01:39:19   they held the event and one of the big announcements wasn't coming until weeks into October.

01:39:26   I don't know. It's very, very strange. Well, not very strange, but it's curious.

01:39:32   Yeah, there's not obviously there's a lot of there's a lot of thought that goes on

01:39:36   and it's tough to armchair quarterback all that.

01:39:40   Anything else on the AirPods Pro? I don't think so.

01:39:45   Yeah, you're going to upgrade or no? You're going to stick with what you know?

01:39:47   Like I said, I don't like the plugs, the ear plug thing, so I'm good.

01:39:52   I wonder how they're going to do the things in the store. I don't know. What did they do now?

01:39:56   I don't know. I wondered that too because you know, if you wanted to come in and try them on,

01:40:01   They're they can't they can't reuse them and they can't

01:40:05   Burn one every time somebody wants to try it on.

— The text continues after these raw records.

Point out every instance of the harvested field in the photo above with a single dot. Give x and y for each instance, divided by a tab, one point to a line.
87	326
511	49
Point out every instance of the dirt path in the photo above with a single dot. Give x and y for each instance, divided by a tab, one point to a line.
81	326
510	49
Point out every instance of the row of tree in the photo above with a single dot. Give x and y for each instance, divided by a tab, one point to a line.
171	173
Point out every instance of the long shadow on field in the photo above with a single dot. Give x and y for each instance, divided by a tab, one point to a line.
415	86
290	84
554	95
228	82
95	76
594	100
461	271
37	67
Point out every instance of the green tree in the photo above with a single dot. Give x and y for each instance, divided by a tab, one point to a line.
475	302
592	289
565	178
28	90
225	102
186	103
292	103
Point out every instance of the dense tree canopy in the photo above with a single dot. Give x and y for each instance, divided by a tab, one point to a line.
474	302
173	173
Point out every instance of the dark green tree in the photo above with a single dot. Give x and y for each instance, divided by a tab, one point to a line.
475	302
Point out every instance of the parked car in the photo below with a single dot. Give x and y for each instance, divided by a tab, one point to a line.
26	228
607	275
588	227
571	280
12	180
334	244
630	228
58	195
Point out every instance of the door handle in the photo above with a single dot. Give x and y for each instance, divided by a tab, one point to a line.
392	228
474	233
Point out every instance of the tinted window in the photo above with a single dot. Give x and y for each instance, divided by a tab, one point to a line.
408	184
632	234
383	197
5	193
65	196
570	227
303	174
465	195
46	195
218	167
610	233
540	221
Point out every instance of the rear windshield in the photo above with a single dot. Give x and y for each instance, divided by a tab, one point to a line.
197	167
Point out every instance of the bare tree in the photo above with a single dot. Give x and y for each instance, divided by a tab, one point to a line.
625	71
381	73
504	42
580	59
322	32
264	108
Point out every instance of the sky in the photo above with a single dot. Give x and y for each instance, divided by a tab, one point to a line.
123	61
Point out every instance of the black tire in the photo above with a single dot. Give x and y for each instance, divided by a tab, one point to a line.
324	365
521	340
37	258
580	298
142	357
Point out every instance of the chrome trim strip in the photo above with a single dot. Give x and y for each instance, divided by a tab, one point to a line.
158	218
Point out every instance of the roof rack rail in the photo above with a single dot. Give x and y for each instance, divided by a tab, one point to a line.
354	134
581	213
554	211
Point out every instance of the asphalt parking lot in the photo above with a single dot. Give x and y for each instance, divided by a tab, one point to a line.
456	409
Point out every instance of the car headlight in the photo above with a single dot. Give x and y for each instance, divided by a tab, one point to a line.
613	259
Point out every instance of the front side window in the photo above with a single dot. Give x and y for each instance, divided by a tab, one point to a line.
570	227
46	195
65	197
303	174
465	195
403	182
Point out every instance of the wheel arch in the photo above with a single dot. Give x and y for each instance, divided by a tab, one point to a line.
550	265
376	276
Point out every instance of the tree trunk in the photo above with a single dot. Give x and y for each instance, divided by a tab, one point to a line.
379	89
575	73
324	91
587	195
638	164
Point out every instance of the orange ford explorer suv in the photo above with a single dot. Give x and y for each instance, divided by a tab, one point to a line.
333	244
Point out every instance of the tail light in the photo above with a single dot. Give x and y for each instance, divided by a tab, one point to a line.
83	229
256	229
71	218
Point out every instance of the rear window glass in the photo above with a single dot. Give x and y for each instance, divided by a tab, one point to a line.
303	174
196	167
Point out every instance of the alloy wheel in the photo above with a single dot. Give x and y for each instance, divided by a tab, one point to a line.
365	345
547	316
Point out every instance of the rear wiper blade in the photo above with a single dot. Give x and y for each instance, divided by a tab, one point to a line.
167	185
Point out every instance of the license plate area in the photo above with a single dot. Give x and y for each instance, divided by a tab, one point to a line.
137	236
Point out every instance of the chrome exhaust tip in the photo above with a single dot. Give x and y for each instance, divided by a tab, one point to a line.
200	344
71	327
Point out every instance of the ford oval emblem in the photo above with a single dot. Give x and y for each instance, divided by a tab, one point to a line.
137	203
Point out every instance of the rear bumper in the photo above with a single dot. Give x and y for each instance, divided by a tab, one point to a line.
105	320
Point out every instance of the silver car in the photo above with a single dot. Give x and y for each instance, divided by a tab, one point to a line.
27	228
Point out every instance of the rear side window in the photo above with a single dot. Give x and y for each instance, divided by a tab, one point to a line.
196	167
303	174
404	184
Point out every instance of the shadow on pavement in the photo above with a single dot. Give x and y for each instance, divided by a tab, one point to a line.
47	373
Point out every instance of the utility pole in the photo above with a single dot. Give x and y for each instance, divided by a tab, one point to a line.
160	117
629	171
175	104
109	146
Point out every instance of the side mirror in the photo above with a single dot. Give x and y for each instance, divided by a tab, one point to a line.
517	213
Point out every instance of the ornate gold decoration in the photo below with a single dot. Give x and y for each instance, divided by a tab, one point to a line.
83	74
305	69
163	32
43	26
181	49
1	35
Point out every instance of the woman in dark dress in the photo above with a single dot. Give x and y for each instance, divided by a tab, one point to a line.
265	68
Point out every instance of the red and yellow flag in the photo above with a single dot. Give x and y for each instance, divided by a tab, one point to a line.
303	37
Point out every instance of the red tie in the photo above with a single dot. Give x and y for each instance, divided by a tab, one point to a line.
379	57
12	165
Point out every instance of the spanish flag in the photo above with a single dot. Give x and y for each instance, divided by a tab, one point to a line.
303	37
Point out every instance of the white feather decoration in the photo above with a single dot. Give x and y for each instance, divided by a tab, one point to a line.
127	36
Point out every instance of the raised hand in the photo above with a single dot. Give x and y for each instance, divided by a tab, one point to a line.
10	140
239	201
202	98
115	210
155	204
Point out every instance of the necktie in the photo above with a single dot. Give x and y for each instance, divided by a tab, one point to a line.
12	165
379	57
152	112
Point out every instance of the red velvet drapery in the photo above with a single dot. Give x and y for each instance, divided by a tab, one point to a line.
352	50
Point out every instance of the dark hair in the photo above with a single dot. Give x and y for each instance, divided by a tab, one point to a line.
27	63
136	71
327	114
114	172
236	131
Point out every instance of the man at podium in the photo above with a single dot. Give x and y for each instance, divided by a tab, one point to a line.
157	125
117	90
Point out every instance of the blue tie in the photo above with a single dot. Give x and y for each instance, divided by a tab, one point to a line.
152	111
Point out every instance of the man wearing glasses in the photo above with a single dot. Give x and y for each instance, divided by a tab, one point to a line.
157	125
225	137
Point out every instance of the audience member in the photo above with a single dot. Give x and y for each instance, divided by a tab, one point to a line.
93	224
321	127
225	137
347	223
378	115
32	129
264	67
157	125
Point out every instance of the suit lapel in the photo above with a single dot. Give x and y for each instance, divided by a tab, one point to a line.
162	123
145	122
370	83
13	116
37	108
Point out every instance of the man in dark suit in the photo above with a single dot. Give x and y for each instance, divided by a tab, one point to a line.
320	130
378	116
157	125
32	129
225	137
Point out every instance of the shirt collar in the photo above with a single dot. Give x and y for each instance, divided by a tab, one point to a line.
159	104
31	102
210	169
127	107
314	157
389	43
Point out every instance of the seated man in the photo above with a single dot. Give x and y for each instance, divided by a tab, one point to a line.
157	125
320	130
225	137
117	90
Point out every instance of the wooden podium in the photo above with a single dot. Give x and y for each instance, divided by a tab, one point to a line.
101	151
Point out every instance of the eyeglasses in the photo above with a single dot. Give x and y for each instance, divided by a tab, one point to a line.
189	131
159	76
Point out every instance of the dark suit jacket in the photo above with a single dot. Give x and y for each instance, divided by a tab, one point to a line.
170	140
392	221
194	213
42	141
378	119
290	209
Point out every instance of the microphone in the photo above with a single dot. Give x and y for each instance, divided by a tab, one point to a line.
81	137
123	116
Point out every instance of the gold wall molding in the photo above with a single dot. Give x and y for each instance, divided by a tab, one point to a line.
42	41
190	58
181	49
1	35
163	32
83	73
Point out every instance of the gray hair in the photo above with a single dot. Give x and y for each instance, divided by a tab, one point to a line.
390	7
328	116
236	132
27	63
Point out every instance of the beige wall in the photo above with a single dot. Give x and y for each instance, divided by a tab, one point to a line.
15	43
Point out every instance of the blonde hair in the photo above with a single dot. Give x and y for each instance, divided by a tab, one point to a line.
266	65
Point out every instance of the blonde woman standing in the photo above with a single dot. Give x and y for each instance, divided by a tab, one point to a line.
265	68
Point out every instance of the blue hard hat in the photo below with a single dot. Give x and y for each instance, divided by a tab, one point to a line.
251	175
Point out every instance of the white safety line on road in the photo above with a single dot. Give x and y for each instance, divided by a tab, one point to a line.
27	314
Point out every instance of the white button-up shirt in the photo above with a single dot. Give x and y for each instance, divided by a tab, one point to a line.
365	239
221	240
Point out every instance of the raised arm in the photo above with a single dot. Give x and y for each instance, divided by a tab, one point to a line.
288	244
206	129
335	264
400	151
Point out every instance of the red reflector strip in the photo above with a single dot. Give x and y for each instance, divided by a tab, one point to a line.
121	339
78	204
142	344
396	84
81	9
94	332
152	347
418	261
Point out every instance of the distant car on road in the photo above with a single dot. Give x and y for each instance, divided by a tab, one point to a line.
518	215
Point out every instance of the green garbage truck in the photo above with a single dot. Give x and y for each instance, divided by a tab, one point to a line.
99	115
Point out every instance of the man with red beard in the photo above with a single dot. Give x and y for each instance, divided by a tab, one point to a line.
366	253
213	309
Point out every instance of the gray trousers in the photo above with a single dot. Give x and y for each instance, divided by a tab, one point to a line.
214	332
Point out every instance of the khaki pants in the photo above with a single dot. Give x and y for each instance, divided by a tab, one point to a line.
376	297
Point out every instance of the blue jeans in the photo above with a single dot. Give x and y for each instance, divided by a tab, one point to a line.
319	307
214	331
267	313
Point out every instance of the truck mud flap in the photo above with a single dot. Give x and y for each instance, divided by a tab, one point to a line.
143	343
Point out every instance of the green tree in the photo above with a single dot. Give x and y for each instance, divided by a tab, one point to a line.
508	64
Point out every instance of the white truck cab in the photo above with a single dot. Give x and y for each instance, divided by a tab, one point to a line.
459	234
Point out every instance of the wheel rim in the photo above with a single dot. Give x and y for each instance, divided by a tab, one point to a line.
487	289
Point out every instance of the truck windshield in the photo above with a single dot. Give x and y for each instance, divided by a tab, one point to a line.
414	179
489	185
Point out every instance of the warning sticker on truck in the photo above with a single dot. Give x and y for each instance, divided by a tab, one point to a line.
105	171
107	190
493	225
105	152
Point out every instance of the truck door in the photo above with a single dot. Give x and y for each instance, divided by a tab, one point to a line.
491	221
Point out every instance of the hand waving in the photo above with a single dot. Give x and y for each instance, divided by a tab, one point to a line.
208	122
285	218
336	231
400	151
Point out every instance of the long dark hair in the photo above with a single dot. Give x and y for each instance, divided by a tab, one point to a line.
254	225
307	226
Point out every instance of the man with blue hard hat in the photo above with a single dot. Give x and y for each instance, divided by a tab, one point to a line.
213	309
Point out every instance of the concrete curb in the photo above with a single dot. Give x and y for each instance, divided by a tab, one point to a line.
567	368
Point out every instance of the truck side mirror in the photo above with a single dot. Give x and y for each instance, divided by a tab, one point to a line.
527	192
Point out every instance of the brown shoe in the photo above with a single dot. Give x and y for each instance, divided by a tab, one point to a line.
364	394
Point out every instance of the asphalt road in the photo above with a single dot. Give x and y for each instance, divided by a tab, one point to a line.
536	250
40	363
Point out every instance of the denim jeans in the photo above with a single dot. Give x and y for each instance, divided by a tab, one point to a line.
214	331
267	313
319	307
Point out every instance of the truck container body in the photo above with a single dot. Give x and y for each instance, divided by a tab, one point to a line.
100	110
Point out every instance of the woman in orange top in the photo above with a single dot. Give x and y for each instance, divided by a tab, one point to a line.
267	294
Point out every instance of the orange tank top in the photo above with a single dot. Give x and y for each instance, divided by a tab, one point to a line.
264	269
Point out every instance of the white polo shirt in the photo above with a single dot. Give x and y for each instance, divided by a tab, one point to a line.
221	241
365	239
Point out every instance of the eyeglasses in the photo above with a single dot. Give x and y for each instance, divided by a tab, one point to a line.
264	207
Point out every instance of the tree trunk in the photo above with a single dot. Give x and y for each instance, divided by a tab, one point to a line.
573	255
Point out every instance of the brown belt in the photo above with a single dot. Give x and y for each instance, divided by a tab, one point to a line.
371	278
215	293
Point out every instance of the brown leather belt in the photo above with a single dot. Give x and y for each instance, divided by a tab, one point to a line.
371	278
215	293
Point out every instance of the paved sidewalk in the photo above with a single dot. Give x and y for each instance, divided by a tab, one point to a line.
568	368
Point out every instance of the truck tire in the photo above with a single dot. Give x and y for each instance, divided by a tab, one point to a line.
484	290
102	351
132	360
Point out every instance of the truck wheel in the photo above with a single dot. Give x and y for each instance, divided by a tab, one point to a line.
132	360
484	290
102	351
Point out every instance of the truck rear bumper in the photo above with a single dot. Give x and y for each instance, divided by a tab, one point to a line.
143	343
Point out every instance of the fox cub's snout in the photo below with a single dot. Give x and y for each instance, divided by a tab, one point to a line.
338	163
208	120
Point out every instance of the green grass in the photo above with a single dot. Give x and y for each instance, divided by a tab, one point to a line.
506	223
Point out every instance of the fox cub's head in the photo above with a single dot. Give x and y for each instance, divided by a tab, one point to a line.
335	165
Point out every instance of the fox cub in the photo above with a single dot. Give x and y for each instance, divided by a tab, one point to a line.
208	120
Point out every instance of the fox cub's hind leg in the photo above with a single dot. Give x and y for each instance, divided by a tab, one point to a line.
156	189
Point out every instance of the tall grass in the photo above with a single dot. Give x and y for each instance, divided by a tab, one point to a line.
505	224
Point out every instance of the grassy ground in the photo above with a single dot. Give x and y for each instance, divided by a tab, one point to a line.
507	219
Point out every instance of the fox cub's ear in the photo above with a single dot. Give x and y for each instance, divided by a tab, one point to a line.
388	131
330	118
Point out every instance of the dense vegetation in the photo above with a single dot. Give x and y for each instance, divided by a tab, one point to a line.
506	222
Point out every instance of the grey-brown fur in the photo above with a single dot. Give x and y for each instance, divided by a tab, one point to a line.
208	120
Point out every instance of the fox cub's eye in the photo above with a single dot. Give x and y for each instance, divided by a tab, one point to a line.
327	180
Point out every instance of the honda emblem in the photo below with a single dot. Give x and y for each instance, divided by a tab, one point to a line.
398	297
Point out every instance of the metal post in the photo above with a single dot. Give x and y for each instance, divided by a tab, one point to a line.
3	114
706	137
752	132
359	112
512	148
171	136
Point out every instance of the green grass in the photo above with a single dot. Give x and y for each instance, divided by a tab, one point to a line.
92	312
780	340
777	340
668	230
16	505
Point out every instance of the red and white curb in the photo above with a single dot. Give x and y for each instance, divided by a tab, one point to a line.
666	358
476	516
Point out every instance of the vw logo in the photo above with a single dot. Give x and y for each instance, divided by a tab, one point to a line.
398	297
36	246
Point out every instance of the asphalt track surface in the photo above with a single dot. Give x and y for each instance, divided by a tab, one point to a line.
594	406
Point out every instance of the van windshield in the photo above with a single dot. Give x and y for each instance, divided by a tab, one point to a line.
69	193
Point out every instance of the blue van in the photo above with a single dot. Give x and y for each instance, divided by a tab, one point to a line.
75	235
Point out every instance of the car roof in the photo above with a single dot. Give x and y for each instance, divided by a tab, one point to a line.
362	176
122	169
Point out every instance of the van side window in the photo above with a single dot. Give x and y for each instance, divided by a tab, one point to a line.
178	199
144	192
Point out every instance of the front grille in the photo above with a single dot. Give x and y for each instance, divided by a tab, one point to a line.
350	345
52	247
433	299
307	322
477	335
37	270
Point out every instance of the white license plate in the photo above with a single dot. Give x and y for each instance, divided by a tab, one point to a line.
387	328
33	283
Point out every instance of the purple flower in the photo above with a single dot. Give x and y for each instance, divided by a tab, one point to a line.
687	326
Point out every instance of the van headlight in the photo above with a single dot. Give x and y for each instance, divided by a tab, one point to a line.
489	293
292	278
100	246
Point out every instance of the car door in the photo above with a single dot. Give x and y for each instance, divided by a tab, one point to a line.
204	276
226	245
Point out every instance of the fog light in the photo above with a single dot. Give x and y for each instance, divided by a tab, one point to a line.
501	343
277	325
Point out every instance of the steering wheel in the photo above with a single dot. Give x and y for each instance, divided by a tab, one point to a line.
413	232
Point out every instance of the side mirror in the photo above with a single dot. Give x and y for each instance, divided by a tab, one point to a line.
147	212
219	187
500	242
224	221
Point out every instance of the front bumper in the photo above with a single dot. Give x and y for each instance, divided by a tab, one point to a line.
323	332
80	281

I still remember very vividly being just like i'm blown away

01:40:12   by

01:40:15   By what they were doing but then realizing well they kind of have to do that was that at the

01:40:20   When they introduced the original air pods

01:40:22   I don't know. What was that three years ago

01:40:25   Uh, yeah at in the hands-on area for the press after the event

01:40:31   they they would they come out with a tray of them it was like like being at a

01:40:37   cocktail party I honestly got like somebody would come out with a tray of

01:40:41   air pods like hors d'oeuvres you know and and you'd you you couldn't just pick

01:40:47   them up and and yourself because you know then you'd walk off with them but

01:40:54   you you would find a helpful Apple person and they would say would you like

01:40:57   to try AirPods and you'd say yes. And then they would have this tray and then they would

01:41:02   take a pair and let you try them. And then I guess they were already paired with like

01:41:06   their, you know, like a demo iPhone and they play a couple of songs and ask you what you

01:41:11   think and then you could like double tap to try all the stuff. And then you would say,

01:41:16   Oh, that's interesting. And then you'd hand them back to them. And then they would put

01:41:20   them on another tray of this already used AirPods. And there was a nonstop shuffle of

01:41:27   Apple employees bringing out fresh trays and taking away the trides.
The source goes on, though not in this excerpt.